Ignacio hacía referencia a la segunda de los hermanos, muerta a los pocos días tras su mudanza al poblado, por falta de comida suficiente. Al menos, así lo contaba la mamá. En lo que se refería a sucesos antes de la adolescencia de Segundo, los hermanos debían confiar ciegamente de los relatos de Adelaida, pues no lograban recordar absolutamente nada. Según ella, Nadia se reía siempre de la ingenuidad de Segundo, de la facilidad con que sus hermanos menores se tropezaban y lloraban a cada herida en sus frágiles cuerpos. Segundo la recordaba apenas, meses antes de morir el padre -cuyo nombre nunca les fue revelado- apenas llegando a sus hombros, ojos perdidos y una boca abierta dispuesta a soltar una carcajada a la menor incidencia. Los días eran largos entonces; los cuatro (aún no había nacido Pedro) jugaban todo el día en los alrededores de su nuevo hábitat. La comida no escaseaba aún, las provisiones traídas con la ayuda de los vecinos eran suficientes. Los rayos del sol eran por entonces más brillantes.

Pero aquello pertenecía al pasado, y Segundo, tanteando el camino de regreso del laberinto de sus recuerdos, dejó caer su cuerpo sobre la frágil cubierta de madera para abandonarse a la siesta habitual. El tiempo había transcurrido bastante rápido, le quedarían unas horas antes de levantarse para ir a llenar el jarro al río.

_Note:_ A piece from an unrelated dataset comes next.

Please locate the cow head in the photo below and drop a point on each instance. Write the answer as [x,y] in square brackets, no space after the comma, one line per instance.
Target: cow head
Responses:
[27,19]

Era ya mediodía. El cielo callaba, como presagiando algún suceso terrible. Pedro miraba por la ventana de la cocina, esperando que la cuarta hermana volviera. Ella había salido hace poco a recoger uvas para el almuerzo.

Entonces ocurrió. Segundo caminaba con el jarro al hombro, tambaleante como siempre en esa porción del trayecto. Pedro miraba el horizonte desde la ventana de la cocina, abstraído en los remolinos verdosos de las colinas otoñales, a lo lejos. Todos guardaban silencio, aun sin haberselo propuesto; desde algún rincón de la casa, dos grillos roncaban plácidamente. Como de costumbre, Adelaida observaba vigilante los movimientos de Segundo, caminando de un lado a otro con pasos lentos y seguros.

De pronto, dio un paso en falso. Sí, dio un paso y de inmediato rodó cuesta abajo hacia el pozo. A cada vuelta dada en el suelo, gemía y dejaba espcapar un pedazo de vida. El pozo era de un estilo español típico, una pared de cubos de piedra dispuestos en forma circular. Cuando Adelaida chocó contra éste con el cuerpo retorcido y la falda llena de sangre, estaba muerta.

Los hermanos, a excepción de Carolina, se enfilaron frente a la pendiente. Apenas se veían por encima de la declinación, y el menor se ponía de puntillas para ver una mano ensangretada, pero nadie daba un paso al frente, por tácito acuerdo.

Oleadas de oscuridad volaron hacia la madre caída y los tres hermanos; la cuarta aún no volvía. Cuando ellos habían despertado de su éxtasis, se hacía tarde; el chocar de alas de lechuzas no dejaban oír el primer golpe de la gota de lluvia chocando contra una hoja amarilla.

Segundo entró a la casa a tomar su lanza y mochila de cuero, y montó a sus espaldas un arcabuz hallado en el almacén de al lado. Era el nuevo camino, la luz olvidada tras treinta y siete años ansiados. Al cerciorarse de que no quedara nada suyo en la casa que ahora abandonara para siempre, Segundo vio que los demás se preparaban a lo mismo. Uno llenaba su saco de charqui y frutas secas, el otro se guardaba una carpa y la leña.
Juntos se alejaron en dirección a un poblado sobre el que se rumoreaba ser próspero y hospitalario. Llegarían a Angol en unos días.

Otro caso fue el de Carolina. Había perdido el camino de regreso. Sin decir una palabra, revolvió toda la casa hasta encontrarlo: un minúsculo retrato de su madre cuando era pequeña. Y con el cuadro materno monocromo y su futuro hijo en el vientre, se encaminaba hacia la guarnición indígena más cercana.